Market failure. Government failure. Any student schooled in neoclassical economics knows these terms. Due to some form of market failure – for example irrational consumers, incomplete competition between producers, asymmetric information, external effects, or entry barriers – free market forces lead to sub-optimal welfare outcomes. This can be a legitimate reason for government intervention.

The policy economist as plumber: repair that market.

At the same time, a repairing government is always fallible. It does not possess complete market information, its officials have limited rationality, the costs of its intervention can be high and the electoral motives of politicians become decisive in policy decisions. These disadvantages of government intervention must outweigh the advantages. Market failure and government failure are useful neoclassical tools for considering good government policy.

However, if all production and consumption processes have to change radically to protect the earth and humanity, these two handles turn out to be not very useful. It takes more than repairs. Transformations are necessary. Old polluting markets must disappear and new clean markets emerge. Under what conditions does a successful transfer occur?

The new challenge for an economist is to prevent transition failures – the faltering, slowing down or stalling of the necessary radical changes in market processes. Then the government’s role changes to that of entrepreneur and director, officials from the Ministry of Economic Affairs and Climate Policy write.
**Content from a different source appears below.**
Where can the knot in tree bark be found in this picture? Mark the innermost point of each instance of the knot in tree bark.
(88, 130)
I think it helps to see an economy as a closed system and how system innovation comes about.

Firstly, most market parties only switch to a new system – the clean method of production and consumption – once the fundamental uncertainty has disappeared. Companies that are afraid of not reaping the benefits of innovative investments (themselves) will do little – or at least less than is possible.
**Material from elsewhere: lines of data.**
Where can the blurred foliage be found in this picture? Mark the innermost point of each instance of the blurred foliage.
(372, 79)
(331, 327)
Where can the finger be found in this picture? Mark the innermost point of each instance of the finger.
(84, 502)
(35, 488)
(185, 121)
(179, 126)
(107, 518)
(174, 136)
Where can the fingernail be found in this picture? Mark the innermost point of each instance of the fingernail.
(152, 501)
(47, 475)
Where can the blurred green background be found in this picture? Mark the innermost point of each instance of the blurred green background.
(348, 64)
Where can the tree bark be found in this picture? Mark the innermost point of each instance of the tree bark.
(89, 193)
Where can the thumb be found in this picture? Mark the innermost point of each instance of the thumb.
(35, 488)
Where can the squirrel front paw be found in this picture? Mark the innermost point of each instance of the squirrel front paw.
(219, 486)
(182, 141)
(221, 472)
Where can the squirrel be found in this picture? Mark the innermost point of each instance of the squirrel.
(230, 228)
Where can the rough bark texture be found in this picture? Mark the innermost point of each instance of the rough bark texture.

A government can limit this uncertainty through co-financing and long-term public-private contracts. In this way, the direct financial risk is reduced in the short term and, in the long term, it is in line with the payback period of private investments in innovative machines and infrastructure. This requires a turnaround in government action, but fits in with modern discussions about green industrial politics.

Secondly, strong central management must be carried out in setting up an infrastructure that can absorb clean energy after generation and deliver it to the market. For a massive system switch, all innovative generators must be able to deliver carefree and all households and companies must be able to consume.
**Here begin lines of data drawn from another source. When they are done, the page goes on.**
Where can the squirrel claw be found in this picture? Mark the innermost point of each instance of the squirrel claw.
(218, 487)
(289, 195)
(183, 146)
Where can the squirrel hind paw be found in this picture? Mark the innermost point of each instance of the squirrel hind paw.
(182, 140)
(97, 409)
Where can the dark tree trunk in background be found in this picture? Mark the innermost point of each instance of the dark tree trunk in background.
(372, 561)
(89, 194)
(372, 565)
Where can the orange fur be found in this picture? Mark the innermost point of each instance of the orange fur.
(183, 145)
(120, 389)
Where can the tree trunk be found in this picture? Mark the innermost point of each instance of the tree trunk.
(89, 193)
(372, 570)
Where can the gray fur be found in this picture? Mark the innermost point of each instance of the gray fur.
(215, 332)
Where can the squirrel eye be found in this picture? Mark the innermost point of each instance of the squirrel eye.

Transition failure will always occur if the new energy infrastructure has too little capacity, is of too low quality, or is too fragmented a network. This is happening now that the Dutch power grid is coming to a standstill. A lesson from the successful natural gas transition in the 1960s is that the central government must choose and invest heavily in infrastructure for years.

Thirdly, access to the old system must become increasingly difficult and, in the long run, simply closed. Ultimately, a transition is fully successful if all players play in the new system. It starts with a big commitment to reach a tipping point, then the government has to push the new equilibrium point as far forward as possible. An lock in of parties in polluting production and consumption processes can remain rational from their own point of view. By imposing legally clean standards for future production, lock ineffects appearance.

The fact that neoclassical economic theory fails to make the best climate policy was known and is becoming increasingly clear. Economists are working hard to supplement the handles market failure and government failure (and system failure) with transition failure. However, the assessment framework for exactly when and how transition failure occurs, and above all which instruments are effective and efficient to repair it, has not yet been fully developed.

The economist has a clean task ahead of him.